I wish this were true, but decades of research evidence strongly disagrees with this statement. For women in engineering in particular, gender parity is not going to happen any time soon. In 2001 (almost 15 years ago), women represented 21 per cent of the students in Canadian engineering schools. That was the peak of women’s enrolment in engineering. Since then the numbers have levelled off at an average female enrolment of only 18 per cent.

Gender greatly (and often invisibly) influences the things that we do, the things that we think, and the things that we imagine as possible. I would like to point out a few of the many ways that gender can influence career choice.

As Dubois points out, a typical little girl might like to dress in pretty clothes, pretend she is a Disney princess, or be interested in developing a website to sell makeup. A little later in life, young women tend to pursue professional careers as doctors and social workers, but rarely as mathematicians or engineers. Men become hedge-fund managers and work in construction, but rarely become nurses or day care workers.
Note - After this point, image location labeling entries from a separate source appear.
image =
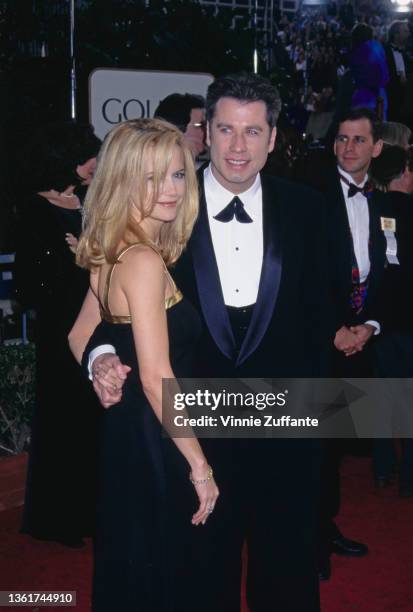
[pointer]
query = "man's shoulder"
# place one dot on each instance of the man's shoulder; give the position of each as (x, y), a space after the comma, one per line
(290, 193)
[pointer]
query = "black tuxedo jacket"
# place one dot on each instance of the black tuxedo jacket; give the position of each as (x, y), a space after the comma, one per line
(341, 257)
(291, 332)
(396, 296)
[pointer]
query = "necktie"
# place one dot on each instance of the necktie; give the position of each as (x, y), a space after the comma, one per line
(234, 209)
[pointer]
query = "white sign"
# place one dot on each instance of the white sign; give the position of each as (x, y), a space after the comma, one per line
(117, 95)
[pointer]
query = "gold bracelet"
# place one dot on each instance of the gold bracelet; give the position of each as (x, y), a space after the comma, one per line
(203, 480)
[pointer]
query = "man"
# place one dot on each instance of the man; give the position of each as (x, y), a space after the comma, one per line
(186, 112)
(399, 68)
(357, 251)
(254, 269)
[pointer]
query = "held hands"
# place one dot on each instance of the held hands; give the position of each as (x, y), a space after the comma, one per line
(353, 340)
(207, 491)
(109, 375)
(363, 333)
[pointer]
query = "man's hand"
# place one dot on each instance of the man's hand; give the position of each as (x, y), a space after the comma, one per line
(363, 333)
(347, 341)
(109, 375)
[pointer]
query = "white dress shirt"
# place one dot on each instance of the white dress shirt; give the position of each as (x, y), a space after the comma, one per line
(238, 246)
(359, 221)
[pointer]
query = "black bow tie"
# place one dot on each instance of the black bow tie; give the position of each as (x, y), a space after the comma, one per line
(353, 188)
(234, 209)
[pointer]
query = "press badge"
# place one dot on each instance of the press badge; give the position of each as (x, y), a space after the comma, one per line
(388, 226)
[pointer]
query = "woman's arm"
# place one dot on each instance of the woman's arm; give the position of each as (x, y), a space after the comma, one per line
(85, 324)
(142, 280)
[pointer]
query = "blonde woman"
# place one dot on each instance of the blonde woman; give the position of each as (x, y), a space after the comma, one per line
(139, 213)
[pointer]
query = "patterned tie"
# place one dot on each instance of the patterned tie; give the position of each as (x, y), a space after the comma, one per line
(234, 209)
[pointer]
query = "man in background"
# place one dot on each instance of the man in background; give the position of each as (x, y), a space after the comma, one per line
(187, 113)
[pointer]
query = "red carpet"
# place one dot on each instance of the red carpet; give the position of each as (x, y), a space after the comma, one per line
(381, 582)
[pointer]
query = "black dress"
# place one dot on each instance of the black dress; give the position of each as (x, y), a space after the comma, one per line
(137, 542)
(60, 490)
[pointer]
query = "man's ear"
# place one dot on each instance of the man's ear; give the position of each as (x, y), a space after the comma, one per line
(378, 147)
(273, 137)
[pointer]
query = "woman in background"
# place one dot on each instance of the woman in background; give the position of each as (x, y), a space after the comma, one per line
(393, 170)
(368, 67)
(55, 168)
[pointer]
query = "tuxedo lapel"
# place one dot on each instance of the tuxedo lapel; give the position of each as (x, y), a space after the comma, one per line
(270, 273)
(340, 231)
(208, 283)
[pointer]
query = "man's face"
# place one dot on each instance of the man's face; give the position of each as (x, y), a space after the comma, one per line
(240, 140)
(354, 148)
(195, 131)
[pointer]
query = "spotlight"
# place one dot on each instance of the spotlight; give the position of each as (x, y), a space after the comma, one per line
(402, 6)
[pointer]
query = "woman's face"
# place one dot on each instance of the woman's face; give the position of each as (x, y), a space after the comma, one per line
(172, 189)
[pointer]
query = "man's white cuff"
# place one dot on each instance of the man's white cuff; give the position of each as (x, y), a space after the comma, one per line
(376, 325)
(99, 350)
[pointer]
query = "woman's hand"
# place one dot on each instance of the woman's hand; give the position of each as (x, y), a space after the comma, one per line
(207, 492)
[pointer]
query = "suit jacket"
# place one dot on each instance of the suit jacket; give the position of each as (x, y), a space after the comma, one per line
(290, 332)
(396, 298)
(341, 257)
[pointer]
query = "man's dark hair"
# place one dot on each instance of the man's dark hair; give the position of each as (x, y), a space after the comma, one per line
(245, 87)
(355, 114)
(361, 33)
(49, 158)
(394, 28)
(390, 164)
(176, 109)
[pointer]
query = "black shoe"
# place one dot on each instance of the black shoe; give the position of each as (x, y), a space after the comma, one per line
(348, 548)
(324, 568)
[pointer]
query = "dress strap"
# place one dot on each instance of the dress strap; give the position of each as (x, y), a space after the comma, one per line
(105, 309)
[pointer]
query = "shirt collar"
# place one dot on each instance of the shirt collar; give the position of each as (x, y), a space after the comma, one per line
(350, 178)
(218, 197)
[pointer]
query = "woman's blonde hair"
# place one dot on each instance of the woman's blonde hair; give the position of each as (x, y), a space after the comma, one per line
(119, 186)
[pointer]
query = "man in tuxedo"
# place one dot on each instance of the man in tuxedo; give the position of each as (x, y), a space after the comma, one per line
(356, 256)
(186, 112)
(255, 269)
(398, 65)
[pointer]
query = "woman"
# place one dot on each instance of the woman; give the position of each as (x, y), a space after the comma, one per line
(393, 171)
(369, 70)
(55, 168)
(139, 213)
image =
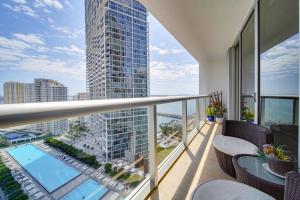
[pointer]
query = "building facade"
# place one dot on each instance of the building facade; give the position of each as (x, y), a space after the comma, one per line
(47, 90)
(13, 92)
(42, 90)
(29, 93)
(117, 67)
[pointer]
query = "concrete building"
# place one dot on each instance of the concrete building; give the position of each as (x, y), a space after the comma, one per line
(117, 67)
(29, 93)
(47, 90)
(13, 92)
(81, 96)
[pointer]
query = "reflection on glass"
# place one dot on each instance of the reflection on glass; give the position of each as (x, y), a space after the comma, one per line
(279, 66)
(248, 70)
(169, 130)
(191, 115)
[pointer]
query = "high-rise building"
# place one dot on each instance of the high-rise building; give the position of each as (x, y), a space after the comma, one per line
(81, 96)
(13, 92)
(29, 93)
(42, 90)
(47, 90)
(117, 67)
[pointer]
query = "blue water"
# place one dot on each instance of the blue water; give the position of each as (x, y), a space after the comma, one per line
(88, 190)
(50, 172)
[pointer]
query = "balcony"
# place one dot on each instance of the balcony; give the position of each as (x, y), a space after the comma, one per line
(190, 118)
(232, 41)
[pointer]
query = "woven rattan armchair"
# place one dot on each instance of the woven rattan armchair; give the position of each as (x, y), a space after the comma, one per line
(255, 134)
(275, 190)
(292, 186)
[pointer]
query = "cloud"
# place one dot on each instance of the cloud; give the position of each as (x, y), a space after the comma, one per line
(73, 50)
(48, 3)
(50, 20)
(20, 1)
(165, 51)
(69, 4)
(40, 65)
(21, 8)
(29, 38)
(169, 71)
(66, 30)
(13, 44)
(25, 52)
(8, 55)
(281, 61)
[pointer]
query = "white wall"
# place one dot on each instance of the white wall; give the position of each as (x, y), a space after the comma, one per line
(213, 76)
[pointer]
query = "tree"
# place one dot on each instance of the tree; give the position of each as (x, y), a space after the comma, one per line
(108, 168)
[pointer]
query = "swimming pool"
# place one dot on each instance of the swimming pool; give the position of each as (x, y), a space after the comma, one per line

Why?

Possibly because people make choices based not only on what they can do, but also on what they think they should do. Possibly because women should be attractive, caring, and engage in issues of social justice, while by the same standard men should be strong, rational, and competitive.

Dubois indicates that her gender is not important to her self-identity, and she dislikes being singled out as anything other than “just an engineering student.” However, I invite her to think more about the fact that she is indeed a member of a rare breed – a female engineer.

 

Lisette Dansereau is a graduate student in Sociology. Her partner is a civil engineer, and her undergraduate research thesis was entitled “Why are there so few female engineers?”